In May, Senate Democrats unveiled a $ 25 billion blueprint that relied on tax vouchers and eviction relief for tenants who did not go along with the approval, and the full proposal was never implemented as legislation. The part that went forward – an attempt to provide widespread protection to tenants at risk of eviction – was silently killed by the gathering last month while Newsom passed a more humble law in support of it on Monday, the very last day in court the tenant was sent. The ordered eviction moratorium expired. Their idea of ​​tax vouchers, meanwhile, has been delayed for further study.

In July, the congregation announced its own plan, building on the Senate's efforts by offering $ 100 billion in economic assistance. But most of this proposal also disappeared.

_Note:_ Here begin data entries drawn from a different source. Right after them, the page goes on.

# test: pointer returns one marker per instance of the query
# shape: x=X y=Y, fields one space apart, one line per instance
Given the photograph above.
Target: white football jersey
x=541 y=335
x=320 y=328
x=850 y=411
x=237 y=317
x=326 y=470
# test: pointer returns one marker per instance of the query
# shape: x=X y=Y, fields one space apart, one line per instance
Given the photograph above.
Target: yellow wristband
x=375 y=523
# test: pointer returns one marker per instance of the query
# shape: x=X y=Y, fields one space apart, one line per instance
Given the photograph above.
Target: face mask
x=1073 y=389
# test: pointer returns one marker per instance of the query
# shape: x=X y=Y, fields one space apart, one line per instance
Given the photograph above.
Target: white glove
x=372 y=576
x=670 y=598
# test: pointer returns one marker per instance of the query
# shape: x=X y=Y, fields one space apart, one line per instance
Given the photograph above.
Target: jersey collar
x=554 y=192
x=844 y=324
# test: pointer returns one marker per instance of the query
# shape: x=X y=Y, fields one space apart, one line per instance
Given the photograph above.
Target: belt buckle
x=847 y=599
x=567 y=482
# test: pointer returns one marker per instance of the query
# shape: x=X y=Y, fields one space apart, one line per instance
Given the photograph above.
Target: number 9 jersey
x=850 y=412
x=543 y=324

The call to extend the state's tax credit to more non-legal immigrants was accepted, but the most rigorous promise, a state-funded expansion of unemployment benefits to replace the expired federal money, quietly faded away.

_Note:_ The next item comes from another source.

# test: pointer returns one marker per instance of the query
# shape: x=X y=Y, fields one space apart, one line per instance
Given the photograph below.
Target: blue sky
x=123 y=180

While lawmakers often discussed the plight of unemployed workers, business owner representatives wondered if someone cared about employers.

"Legislators like to say they want to help small businesses," said Jot Condie, president of the California Restaurant Assn. "But it gets annoying after a while if you don't see follow-up."

Condie said he found little appetite with lawmakers to extend eviction protection to small businesses like restaurants. His organization's latest survey of restaurant owners found that most will run out of federal paycheck protection program loan funds before the end of September.

"You will absolutely see it" in their legislative districts when they go home this week, Condie said of the impending restaurant collapse. “There is an ecosystem around a restaurant. You see this crisis cascading outwards. "

Liberal activists also criticized the limits of what lawmakers were willing to do. Last week a group called Commit to Equity used lights to project “Countdown to Catastrophe” outside the State Capitol at night. They had demanded with little reaction that lawmakers impose new taxes on California's multimillionaires. Two bills on the subject never got a vote in committee.

Kamlager said that among her own frustrations was the need to do more on economic issues, make more substantial social justice efforts, and make significant efforts to alleviate the California real estate crisis. And she noted how difficult it is for lawmakers to break away from governance by “owning” an issue and earning political praise for a more collaborative approach.

"People want direction," she said. "And they want to know that we are listening."

Mayes, a former leader of the Republican Caucus in the congregation who re-enrolled in 2019 with no party preference, said the cost of inaction is often outweighed by the political consequences of wrongdoing.

"Fear is a powerful motivator," he said. "And what happens in the end is that everyone falls back on the simplest."